Thanks I appreciate any feedback.

Jnamc


----------



## PearlOnyx (Jun 28, 2002)

JN,

Check your PM's.


----------



## Mitpo62 (Jan 13, 2004)

Florida is a great place to break in to the field. You will certainly earn every penny!


----------



## PBC FL Cop (Oct 22, 2003)

jnamc said:


> I have been looking specifically at the Ft. Lauderdale, Broward County and Boca Raton departments (mainly because I would be living in Ft. Lauderdale). I know that there are some Florida officers that visit this site and was hoping that they (or anyone who could answer) could help me out with a few questions.




Those are all decent agencies to work for.




jnamc said:


> -how long does the hiring process take?




Its depends on the agency.



jnamc said:


> -do many departments work around the schedules for out of state applicants? Or do they just tell you to be there on xyz and if you cant make it then you are done?




Alot of agencies will work with you.




jnamc said:


> -finally, out of the departments I listed is there one that is better than the other?
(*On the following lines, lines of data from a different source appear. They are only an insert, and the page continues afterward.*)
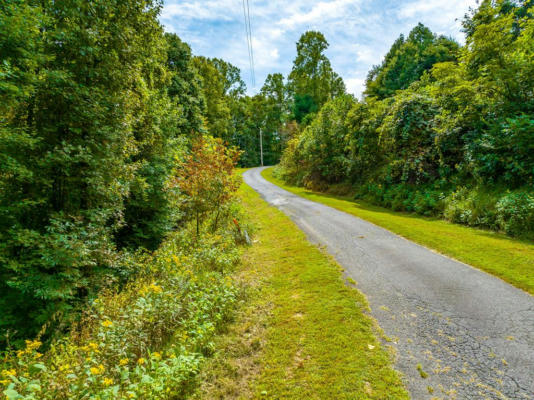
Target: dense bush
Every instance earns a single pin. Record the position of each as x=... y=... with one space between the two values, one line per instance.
x=442 y=131
x=146 y=341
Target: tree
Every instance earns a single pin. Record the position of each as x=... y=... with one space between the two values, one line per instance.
x=312 y=82
x=275 y=102
x=185 y=88
x=407 y=60
x=73 y=94
x=207 y=180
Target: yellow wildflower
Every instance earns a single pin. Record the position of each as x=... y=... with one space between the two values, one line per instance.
x=107 y=323
x=32 y=344
x=155 y=288
x=97 y=370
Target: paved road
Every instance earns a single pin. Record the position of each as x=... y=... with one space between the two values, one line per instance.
x=472 y=333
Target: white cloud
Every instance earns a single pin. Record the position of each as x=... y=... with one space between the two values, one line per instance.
x=359 y=32
x=320 y=12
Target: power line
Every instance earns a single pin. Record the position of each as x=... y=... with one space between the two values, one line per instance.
x=248 y=33
x=251 y=47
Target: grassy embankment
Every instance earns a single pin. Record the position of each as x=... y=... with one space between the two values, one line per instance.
x=301 y=332
x=510 y=259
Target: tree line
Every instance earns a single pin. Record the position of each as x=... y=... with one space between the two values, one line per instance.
x=102 y=115
x=442 y=130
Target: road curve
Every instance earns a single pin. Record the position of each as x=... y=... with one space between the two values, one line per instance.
x=472 y=333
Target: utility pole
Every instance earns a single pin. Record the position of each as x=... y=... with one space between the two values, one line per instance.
x=261 y=147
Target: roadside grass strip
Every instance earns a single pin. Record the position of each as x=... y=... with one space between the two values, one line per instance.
x=510 y=259
x=302 y=331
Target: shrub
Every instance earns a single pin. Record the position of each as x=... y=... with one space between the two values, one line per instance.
x=145 y=342
x=515 y=213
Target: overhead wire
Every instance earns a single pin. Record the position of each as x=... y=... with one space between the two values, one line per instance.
x=248 y=34
x=251 y=46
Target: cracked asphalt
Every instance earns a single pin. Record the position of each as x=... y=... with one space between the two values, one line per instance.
x=470 y=332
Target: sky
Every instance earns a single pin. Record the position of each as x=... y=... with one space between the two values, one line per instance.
x=360 y=32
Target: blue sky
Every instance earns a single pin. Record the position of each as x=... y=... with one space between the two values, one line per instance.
x=360 y=32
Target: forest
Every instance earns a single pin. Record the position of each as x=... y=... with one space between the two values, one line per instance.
x=117 y=186
x=442 y=130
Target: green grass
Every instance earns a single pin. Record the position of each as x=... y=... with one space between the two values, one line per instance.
x=302 y=332
x=510 y=259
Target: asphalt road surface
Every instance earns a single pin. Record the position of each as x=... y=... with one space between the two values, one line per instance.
x=471 y=333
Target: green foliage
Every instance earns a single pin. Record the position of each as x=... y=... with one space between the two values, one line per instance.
x=185 y=88
x=85 y=72
x=312 y=82
x=407 y=60
x=144 y=342
x=443 y=130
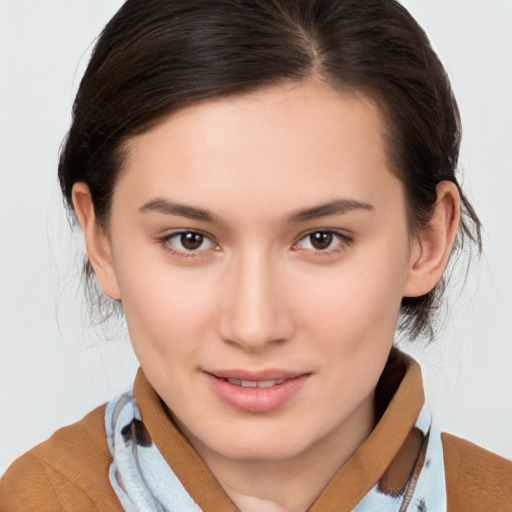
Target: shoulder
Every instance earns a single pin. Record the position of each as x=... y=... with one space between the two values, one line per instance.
x=476 y=479
x=68 y=472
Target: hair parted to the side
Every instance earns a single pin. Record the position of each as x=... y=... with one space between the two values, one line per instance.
x=157 y=56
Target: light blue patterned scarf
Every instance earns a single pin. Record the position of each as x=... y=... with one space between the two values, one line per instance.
x=144 y=482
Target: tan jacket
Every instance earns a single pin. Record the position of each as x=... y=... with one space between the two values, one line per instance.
x=69 y=472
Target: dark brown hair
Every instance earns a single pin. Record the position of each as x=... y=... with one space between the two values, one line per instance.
x=157 y=56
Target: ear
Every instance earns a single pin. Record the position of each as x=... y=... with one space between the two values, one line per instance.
x=96 y=241
x=433 y=244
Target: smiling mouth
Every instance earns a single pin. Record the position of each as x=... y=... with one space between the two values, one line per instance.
x=256 y=392
x=255 y=383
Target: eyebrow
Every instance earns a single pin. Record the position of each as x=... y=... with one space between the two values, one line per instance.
x=167 y=207
x=337 y=207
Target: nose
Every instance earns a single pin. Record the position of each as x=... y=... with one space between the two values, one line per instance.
x=255 y=311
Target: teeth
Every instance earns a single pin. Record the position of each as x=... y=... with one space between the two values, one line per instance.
x=256 y=384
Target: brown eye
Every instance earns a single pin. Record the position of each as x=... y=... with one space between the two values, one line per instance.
x=191 y=241
x=187 y=242
x=321 y=240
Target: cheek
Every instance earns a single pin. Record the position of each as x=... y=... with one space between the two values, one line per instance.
x=166 y=308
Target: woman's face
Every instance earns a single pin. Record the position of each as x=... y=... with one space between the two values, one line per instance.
x=260 y=248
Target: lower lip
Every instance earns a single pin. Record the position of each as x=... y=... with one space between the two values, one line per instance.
x=257 y=399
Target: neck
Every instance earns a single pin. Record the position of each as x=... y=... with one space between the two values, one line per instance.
x=291 y=484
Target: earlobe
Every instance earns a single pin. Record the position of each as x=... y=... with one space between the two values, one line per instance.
x=96 y=241
x=432 y=247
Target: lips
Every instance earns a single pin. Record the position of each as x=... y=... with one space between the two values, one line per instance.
x=256 y=392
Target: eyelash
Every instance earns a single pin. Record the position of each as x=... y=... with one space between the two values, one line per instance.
x=165 y=242
x=343 y=242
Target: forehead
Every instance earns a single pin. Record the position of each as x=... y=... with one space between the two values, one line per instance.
x=304 y=141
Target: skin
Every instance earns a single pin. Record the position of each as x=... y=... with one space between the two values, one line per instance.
x=257 y=293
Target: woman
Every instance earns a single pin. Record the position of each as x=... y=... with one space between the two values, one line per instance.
x=267 y=188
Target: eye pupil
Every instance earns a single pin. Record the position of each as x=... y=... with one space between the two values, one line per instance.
x=191 y=241
x=321 y=240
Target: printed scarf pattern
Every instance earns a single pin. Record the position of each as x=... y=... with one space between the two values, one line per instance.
x=144 y=482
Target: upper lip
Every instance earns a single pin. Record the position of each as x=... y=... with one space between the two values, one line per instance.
x=257 y=376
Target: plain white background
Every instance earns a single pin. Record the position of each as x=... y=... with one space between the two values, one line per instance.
x=54 y=368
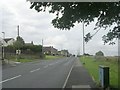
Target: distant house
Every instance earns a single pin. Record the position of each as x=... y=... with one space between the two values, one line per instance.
x=50 y=50
x=8 y=41
x=29 y=44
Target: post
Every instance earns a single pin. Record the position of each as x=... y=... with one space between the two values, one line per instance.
x=83 y=40
x=42 y=49
x=3 y=52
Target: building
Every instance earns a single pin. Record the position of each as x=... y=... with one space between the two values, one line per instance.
x=50 y=50
x=64 y=52
x=29 y=44
x=8 y=41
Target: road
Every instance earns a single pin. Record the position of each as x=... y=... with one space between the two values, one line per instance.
x=38 y=74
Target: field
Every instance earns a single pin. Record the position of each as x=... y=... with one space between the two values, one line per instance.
x=92 y=65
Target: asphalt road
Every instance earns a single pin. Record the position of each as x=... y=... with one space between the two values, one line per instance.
x=39 y=74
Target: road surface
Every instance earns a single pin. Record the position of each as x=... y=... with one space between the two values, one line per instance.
x=39 y=74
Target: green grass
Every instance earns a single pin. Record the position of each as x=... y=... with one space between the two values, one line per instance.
x=92 y=66
x=24 y=60
x=49 y=57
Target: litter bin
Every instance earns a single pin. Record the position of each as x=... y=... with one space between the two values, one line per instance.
x=104 y=76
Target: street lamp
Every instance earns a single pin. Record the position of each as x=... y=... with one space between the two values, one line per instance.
x=3 y=46
x=83 y=40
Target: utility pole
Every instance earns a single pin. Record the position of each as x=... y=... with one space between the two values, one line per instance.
x=83 y=40
x=18 y=30
x=3 y=52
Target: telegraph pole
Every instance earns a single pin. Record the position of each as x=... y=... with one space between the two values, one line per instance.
x=83 y=40
x=18 y=30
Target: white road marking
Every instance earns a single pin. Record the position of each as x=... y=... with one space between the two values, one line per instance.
x=68 y=76
x=10 y=79
x=46 y=66
x=35 y=70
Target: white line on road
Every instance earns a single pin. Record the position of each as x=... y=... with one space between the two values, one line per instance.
x=68 y=76
x=10 y=79
x=35 y=70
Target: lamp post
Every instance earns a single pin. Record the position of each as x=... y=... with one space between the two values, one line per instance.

There are good and bad points with any agency.

[/QUOTE]

Good luck, most agencies in South Florida are hiring


----------



## SPS5592 (Nov 8, 2002)

The way in works down here is , you go to an academy at the local college on your own dime(no body sponsors) and then you send out your resume to the departments. Usually there are dept's at the graduations asking the instructors which candidates did well. This is how it works in my county(Pasco,north of Tampa)


----------



## PearlOnyx (Jun 28, 2002)

SPS,

Several state agencies sponsor.


----------



## Guest (Jun 24, 2006)

I know many agencies will sponsor recruits through the academy. There is an interesting article about the competition and need for officers in Florida @ http://www.nbc-2.com/articles/readarticle.asp?articleid=7654.

Does anybody know if the Fort Myers Police Department pays it's employees while they are being trained at the academy?

If anyone has any info on the Fort Myers Police Department or other Southwest FL Depts. please let me know.


----------



## Mitpo62 (Jan 13, 2004)

I worked in Pinellas County for almost 8 years. Great area, lots to do, and they sure will keep you busy. Check out www.policestandards.org for a list of agencies and their requirements. Florida is not a bad place to start; get some great experience and then come home, if that's what you choose.


----------



## Guest (Aug 8, 2006)

Mitpo62, out of curiosity where did you work?

I can't speak for anywhere else in Florida, but I'm in St. Petersburg. Like all things, there are ups & downs to everything... The upside: the departments here are quite modern, good equipment, good funding (compared to Mass anyway), etc. The bad news... You will WORK here. Some of the cities in FL have crime rates that are unreal and the manpower is crap! I haven't been on the street all that long here, and I know that I have experience that some officers would never get in 20 years with other departments.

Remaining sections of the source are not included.